To assistant professor of biological and environmental engineering Ludmilla Aristilde, soil is a marriage between biology and geology. Governed by the interactions among organic matter, minerals, metals, and microbes, these wedded worlds determine how the soil holds or transforms organic molecules in plant matter, agricultural wastes, and contaminants like herbicides and anti-biotics.


Evolution has created some beneficial bedfellows: For approximately 400 million years endosymbiotic fungi have bunked in plant root cells, paying rent in phosphorus in exchange for a cache of carbon. Associate professor of plant pathology Teresa Pawlowska is tracing the tradeoffs of their pact, including how the dependent fungal tenants have survived ceaseless celibacy over millennia.


Assistant professor of horticulture Jenny Kao-Kniffin wants to steer the rhizosphere, the area of soil where plant roots secrete and microbes meet, into a canvas for cooperation. Kao-Kniffin is identifying the agents of microbe-plant mutualisms, such as bacterial enzymes that liberate nutrients bound to organic matter in soil, creating a slow-release fertilizer for nearby plants.
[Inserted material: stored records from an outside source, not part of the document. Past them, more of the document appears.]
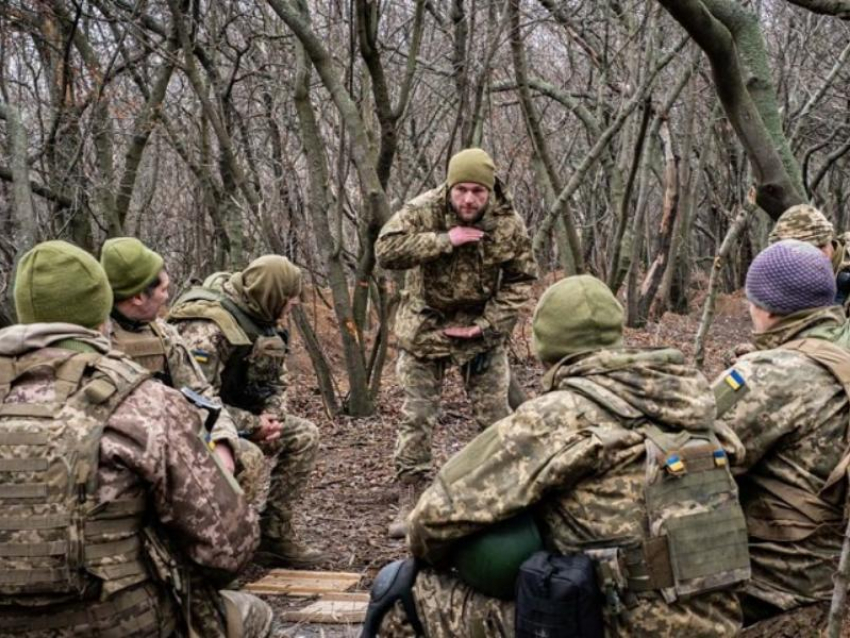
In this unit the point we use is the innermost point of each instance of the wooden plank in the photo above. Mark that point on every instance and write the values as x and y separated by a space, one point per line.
324 610
287 582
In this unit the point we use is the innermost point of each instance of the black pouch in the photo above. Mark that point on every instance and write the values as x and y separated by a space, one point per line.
557 596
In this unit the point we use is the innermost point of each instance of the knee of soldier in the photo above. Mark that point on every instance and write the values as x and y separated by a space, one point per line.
246 615
421 412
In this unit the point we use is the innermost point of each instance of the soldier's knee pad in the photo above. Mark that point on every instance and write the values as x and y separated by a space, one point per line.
246 615
393 583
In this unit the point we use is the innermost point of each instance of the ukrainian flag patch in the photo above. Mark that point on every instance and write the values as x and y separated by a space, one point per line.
735 380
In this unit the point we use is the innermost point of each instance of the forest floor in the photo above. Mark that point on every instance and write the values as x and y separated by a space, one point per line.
352 496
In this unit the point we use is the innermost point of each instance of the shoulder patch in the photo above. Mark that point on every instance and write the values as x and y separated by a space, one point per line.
729 390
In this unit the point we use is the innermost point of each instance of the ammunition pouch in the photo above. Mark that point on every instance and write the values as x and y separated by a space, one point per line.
393 583
558 596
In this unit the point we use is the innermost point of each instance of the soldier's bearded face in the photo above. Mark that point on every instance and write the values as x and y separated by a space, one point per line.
148 305
468 201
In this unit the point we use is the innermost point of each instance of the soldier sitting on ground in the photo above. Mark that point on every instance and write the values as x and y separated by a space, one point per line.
231 326
617 465
139 283
110 503
787 403
469 271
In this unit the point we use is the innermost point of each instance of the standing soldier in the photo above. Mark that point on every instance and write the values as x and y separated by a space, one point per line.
232 332
110 503
788 405
620 468
469 271
139 285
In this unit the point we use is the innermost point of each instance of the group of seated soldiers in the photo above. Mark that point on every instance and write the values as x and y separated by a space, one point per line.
631 497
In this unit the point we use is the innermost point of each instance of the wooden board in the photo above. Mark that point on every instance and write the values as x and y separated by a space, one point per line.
289 582
332 608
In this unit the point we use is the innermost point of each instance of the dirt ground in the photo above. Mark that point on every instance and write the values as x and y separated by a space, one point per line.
352 497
The ground is more than a hive of activity, it’s an actual hive: An estimated 70 to 80 percent of bees are solitary and nest underground. One species studied by entomologists Bryan Danforth and Kristen Brochu feeds its young only on the pollen of squashes and pumpkins. Larvae spend more than 11 months tucked securely underground, emerging as adults the next summer.


Once used to brighten boulevards, coal gas-fired street lights have led to persistent pollution in groundwater.  Microbiologist Eugene Madsen’s work is illuminating the agents of bioremediation. Microbes make a meal of naphthalene-rich coal tar, producing methane—which, in turn, is a feast for successor microorganisms.


The roots of our nation affect the roots of our trees. Studying forest root growth led professor of natural resources Tim Fahey to track the impact of ravenous, colonizing European earthworms. The first to show that earthworms eat living tissue—an estimated 15 to 20 percent of roots, Fahey posits that the negative effects of the worms’ grazing is counterbalanced by a faster cycling of nutrients.


Associate professor of plant breeding and genetics Walter De Jong is searching for gold: golden potatoes, that is, along with Red Marias and Adirondack Blues, two of his creations. Admitting to a child-like excitement, De Jong digs each fall for a trove of taters that can take the heat—not just in the kitchen but from the appetite of the soil-dwelling invasive pest the golden nematode.